Unstructured: The Best Tool for Text Preprocessing

Do you want to be a bystander in the world of tomorrow, or its creator?

Act now—Gen AI Launch Pad 2025 is your gateway to innovation.

Introduction

The rise of Large Language Models (LLMs) has created a need for efficient text preprocessing tools that can handle diverse document formats. Unstructured is an open-source library designed to extract, clean, and structure text from various file types, making it ideal for LLM applications. In this blog, we will explore its capabilities, demonstrate its usage with practical code examples, and show how it integrates with LangChain and ChromaDB for enhanced text processing and vector database ingestion.

Why Use Unstructured?

Key Features:

Multi-format Support: Works with PDFs, Word documents, HTML, and more. 📄
Text Extraction: Extracts text while maintaining document structure. 📝
Data Cleaning: Prepares text for better LLM performance. 🧹
Element Chunking: Splits text into meaningful segments. 🧩
Seamless Integration: Works with LangChain and other LLM tools. 🤝

Installation

To begin using Unstructured, install the required dependencies:

pip install unstructured[pdf] langchain_community chromadb tiktoken

This installs Unstructured along with essential libraries for document processing and vector database support.

Setting Up API Keys

If you're using OpenAI models, set up your API key in your environment variables:

import os
from google.colab import userdata

os.environ["OPENAI_API_KEY"] = userdata.get('OPENAI_API_KEY')

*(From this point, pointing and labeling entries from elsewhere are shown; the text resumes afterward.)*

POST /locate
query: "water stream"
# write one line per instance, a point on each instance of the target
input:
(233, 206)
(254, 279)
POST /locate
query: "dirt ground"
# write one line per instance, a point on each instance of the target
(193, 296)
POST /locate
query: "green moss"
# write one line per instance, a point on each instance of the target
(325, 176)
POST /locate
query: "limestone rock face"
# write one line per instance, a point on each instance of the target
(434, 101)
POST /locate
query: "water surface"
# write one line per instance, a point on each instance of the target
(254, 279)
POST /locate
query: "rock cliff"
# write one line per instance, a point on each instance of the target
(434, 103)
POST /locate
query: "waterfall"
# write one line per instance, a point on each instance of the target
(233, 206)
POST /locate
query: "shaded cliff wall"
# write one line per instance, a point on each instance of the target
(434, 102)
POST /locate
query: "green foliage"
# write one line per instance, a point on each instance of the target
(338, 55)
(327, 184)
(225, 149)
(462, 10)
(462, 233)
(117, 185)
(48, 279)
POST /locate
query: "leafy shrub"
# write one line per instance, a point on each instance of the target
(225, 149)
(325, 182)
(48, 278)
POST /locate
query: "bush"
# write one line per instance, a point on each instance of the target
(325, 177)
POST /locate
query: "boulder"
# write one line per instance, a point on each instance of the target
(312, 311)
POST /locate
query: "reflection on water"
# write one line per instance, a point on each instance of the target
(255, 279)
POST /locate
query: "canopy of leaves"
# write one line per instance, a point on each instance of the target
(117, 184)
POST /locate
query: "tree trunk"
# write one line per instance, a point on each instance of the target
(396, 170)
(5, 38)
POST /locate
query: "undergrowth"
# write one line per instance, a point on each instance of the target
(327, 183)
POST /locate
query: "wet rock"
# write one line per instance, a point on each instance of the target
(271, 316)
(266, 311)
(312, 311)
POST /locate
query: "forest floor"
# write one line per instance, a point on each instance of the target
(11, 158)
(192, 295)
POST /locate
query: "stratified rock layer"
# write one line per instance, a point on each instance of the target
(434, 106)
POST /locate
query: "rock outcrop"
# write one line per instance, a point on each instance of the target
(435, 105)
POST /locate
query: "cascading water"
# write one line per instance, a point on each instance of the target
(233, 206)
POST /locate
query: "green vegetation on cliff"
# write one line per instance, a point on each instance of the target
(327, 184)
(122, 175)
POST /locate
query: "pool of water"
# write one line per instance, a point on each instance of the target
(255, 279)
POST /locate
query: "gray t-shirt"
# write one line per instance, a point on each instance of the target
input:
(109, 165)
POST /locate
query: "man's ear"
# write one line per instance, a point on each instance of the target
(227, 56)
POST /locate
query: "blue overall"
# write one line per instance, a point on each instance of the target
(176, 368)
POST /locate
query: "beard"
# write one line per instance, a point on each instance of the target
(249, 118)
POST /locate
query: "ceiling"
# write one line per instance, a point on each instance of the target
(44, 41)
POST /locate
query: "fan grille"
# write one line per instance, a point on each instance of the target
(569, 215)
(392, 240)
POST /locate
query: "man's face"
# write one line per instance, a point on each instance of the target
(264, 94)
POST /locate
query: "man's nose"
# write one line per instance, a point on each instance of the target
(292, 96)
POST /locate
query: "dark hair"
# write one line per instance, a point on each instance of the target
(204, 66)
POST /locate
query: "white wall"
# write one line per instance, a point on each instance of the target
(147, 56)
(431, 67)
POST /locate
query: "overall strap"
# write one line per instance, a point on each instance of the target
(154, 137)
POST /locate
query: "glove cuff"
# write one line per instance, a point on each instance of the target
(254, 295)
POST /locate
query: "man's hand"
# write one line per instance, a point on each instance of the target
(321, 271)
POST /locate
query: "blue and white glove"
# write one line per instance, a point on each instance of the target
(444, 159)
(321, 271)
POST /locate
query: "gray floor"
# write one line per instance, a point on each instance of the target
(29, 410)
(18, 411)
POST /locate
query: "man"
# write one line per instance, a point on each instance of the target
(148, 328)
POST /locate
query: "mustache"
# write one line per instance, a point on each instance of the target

Extracting Text from a PDF

Extracting text from PDFs is a common need for research papers, reports, and scanned documents. Unstructured makes this process seamless.

Code:

from unstructured.partition.auto import partition
import requests

pdf_url = "https://arxiv.org/pdf/2310.06825.pdf"  # Example PDF URL
response = requests.get(pdf_url)

with open("example.pdf", "wb") as f:
    f.write(response.content)

# Partition the PDF
elements = partition(filename="example.pdf")

# Print extracted text
for element in elements:
    print(element.text)

Explanation:

Downloads a PDF from a URL.
Uses partition to extract text while preserving structure.
Iterates over extracted elements and prints the text.

Expected Output:

Extracted text from the PDF, preserving paragraphs, headers, and formatting.

Real-World Application:

Use this method for processing research papers, business reports, and scanned contracts for LLM-based summarization or analysis.

Extracting Text from a Local `.txt` File

For plain text files, Unstructured provides an efficient way to partition and process text.

Code:

from unstructured.partition.text import partition_text

# Create a sample text file
with open("dummy_text.txt", "w") as f:
    f.write("This is a sample text file.\n")
    f.write("It contains multiple lines of text.\n")
    f.write("Unstructured can process this easily.")

# Extract text
elements = partition_text(filename="dummy_text.txt")

for element in elements:
    print(element.text)

Expected Output:

This is a sample text file.
It contains multiple lines of text.
Unstructured can process this easily.

Application:

This method is useful for preprocessing logs, articles, or any text file before feeding it into an LLM.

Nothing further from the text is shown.